There are many examples in src/arch/x86/isa/insts/simd512. Assuming you are familar with gem5’s decoder, adding new instructions generally involves these steps:

  1. Microops: If the new instruction can not be implemented using existing microops, you can define new ones in src/arch/x86/isa/microops/avxop.isa. However, if there is a scalar version of the new instructions, it’s likely there is an existing scalar implementation. You can reuse those microops so that you don’t have to define a new one.
  2. Macroops: Now you can define how the new instruction (macroop) is broken into microops. Take a look at examples in src/arch/x86/isa/insts/simd512.

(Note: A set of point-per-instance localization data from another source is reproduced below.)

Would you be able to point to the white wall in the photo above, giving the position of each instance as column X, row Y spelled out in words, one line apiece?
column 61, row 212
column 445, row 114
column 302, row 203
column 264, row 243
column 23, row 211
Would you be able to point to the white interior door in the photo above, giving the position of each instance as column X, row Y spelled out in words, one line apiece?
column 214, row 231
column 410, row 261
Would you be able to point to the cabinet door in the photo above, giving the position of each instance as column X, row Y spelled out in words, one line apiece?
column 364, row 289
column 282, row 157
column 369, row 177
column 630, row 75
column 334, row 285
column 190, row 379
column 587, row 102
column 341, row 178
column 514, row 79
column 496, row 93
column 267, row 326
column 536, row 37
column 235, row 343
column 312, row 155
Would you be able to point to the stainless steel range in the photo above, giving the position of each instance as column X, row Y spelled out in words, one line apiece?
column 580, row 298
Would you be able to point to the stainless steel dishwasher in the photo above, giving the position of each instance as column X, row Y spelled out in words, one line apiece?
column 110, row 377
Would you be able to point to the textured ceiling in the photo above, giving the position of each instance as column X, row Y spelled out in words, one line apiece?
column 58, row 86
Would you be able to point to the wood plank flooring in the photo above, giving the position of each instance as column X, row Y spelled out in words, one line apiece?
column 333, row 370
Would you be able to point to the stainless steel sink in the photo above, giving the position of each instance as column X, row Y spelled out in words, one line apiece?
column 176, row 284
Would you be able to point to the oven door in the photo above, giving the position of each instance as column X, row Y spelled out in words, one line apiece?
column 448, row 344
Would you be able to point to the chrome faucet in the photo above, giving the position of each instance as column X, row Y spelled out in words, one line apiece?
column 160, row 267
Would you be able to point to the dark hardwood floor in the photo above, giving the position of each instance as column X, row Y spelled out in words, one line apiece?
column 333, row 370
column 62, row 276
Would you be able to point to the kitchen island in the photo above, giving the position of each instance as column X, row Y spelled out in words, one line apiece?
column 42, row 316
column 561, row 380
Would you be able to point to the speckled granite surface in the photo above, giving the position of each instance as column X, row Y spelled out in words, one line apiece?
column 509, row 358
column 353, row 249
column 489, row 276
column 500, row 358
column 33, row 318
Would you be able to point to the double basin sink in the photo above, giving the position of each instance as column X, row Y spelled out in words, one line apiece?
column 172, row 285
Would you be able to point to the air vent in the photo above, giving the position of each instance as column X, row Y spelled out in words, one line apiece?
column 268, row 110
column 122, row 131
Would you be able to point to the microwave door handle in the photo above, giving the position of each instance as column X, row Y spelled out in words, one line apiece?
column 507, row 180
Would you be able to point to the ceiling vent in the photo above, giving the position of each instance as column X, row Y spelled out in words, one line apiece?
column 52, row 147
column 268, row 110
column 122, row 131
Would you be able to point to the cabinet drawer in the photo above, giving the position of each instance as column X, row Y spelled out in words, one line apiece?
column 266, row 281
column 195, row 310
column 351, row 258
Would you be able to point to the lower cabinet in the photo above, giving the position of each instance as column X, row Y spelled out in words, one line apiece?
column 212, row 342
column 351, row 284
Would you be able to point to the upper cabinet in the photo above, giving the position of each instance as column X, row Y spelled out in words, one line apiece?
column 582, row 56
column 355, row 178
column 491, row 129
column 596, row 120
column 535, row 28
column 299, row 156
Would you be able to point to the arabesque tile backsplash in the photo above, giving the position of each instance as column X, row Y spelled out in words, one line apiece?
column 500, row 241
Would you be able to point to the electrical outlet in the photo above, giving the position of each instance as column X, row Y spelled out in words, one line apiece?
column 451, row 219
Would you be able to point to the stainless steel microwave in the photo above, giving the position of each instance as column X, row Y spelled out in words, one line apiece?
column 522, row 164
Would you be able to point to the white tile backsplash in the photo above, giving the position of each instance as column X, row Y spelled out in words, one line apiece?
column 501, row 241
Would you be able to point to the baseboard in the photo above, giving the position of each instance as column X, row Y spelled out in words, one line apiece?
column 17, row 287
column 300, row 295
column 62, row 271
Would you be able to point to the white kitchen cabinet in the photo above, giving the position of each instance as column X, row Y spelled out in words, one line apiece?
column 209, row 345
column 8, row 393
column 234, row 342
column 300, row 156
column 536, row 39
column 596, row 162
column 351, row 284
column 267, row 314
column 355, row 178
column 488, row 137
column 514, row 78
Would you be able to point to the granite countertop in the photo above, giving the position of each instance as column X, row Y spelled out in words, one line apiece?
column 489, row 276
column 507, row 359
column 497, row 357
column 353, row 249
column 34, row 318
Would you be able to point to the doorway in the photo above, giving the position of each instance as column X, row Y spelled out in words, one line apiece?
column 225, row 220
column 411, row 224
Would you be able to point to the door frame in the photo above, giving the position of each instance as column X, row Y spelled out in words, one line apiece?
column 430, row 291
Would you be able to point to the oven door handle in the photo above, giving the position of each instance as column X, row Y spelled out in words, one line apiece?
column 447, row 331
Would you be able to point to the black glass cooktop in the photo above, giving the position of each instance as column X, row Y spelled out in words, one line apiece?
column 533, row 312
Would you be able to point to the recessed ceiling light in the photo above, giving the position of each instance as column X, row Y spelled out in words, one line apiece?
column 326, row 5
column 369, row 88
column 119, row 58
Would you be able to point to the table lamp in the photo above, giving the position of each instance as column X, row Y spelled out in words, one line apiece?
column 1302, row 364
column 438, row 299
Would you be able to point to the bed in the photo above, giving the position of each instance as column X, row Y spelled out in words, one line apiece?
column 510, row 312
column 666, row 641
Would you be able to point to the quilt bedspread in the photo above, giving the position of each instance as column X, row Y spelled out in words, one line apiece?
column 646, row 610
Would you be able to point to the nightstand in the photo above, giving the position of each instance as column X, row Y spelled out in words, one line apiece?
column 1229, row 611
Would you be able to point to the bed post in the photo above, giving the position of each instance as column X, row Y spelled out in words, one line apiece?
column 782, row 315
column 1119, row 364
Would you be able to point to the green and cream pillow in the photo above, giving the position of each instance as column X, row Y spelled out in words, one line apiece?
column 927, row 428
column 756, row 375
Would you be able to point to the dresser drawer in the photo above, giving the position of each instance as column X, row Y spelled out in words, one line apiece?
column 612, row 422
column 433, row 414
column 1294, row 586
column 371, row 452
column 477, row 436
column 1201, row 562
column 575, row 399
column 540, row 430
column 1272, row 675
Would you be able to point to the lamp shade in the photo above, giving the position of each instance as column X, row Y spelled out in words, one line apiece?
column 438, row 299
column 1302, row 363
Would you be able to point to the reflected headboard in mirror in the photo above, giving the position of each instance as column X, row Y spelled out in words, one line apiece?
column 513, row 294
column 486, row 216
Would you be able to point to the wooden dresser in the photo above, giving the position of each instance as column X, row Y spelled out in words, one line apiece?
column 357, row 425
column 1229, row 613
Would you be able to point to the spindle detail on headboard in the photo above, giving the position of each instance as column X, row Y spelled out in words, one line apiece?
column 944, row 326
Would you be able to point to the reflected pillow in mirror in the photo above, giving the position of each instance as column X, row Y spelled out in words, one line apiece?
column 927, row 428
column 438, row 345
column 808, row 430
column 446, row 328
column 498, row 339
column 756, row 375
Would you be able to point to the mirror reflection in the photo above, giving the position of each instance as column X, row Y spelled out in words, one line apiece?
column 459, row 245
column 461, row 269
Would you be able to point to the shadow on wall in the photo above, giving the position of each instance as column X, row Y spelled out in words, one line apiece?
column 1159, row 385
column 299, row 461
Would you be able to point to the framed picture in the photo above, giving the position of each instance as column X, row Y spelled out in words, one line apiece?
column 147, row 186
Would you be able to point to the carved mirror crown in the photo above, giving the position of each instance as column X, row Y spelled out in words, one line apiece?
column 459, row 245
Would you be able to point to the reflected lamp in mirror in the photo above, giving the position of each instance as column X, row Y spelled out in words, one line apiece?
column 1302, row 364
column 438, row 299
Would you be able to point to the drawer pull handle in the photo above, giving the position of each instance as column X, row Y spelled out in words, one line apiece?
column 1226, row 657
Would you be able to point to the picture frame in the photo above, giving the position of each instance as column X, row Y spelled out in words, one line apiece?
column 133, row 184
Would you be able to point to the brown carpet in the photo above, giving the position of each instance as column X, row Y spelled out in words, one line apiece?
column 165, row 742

  3. Encoding: Finally you can teach gem5 how to decode the new instruction. There are two types of prefixes: vex and evex, as well as 3 types of opcodes: two-byte, three-byte-0F38 and three-byte-0F3A. So for example, vaddps has two-byte opcode 0x58 and comes with both vex and evex prefix. Therefore, you can find its encoding defined in src/arch/x86/isa/decoder/two_bytes_opcodes_{vex|evex}.isa.
  4. ModRM and Immediate: The x86 decoder in gem5 uses two tables to check if the instruction requires ModRM and immediate byte. Make sure you define that in src/arch/x86/isa/decoder_tables.cc.
  5. Compressed Displacement: AVX-512 introduces a new addressing mode called “compressed displacement” (see “Compressed Disp8*N Encoding” in Intel’s manual). Make sure you define it correctly in src/arch/x86/isa/decompress_displacement.cc.

That’s it. I hope this post is helpful.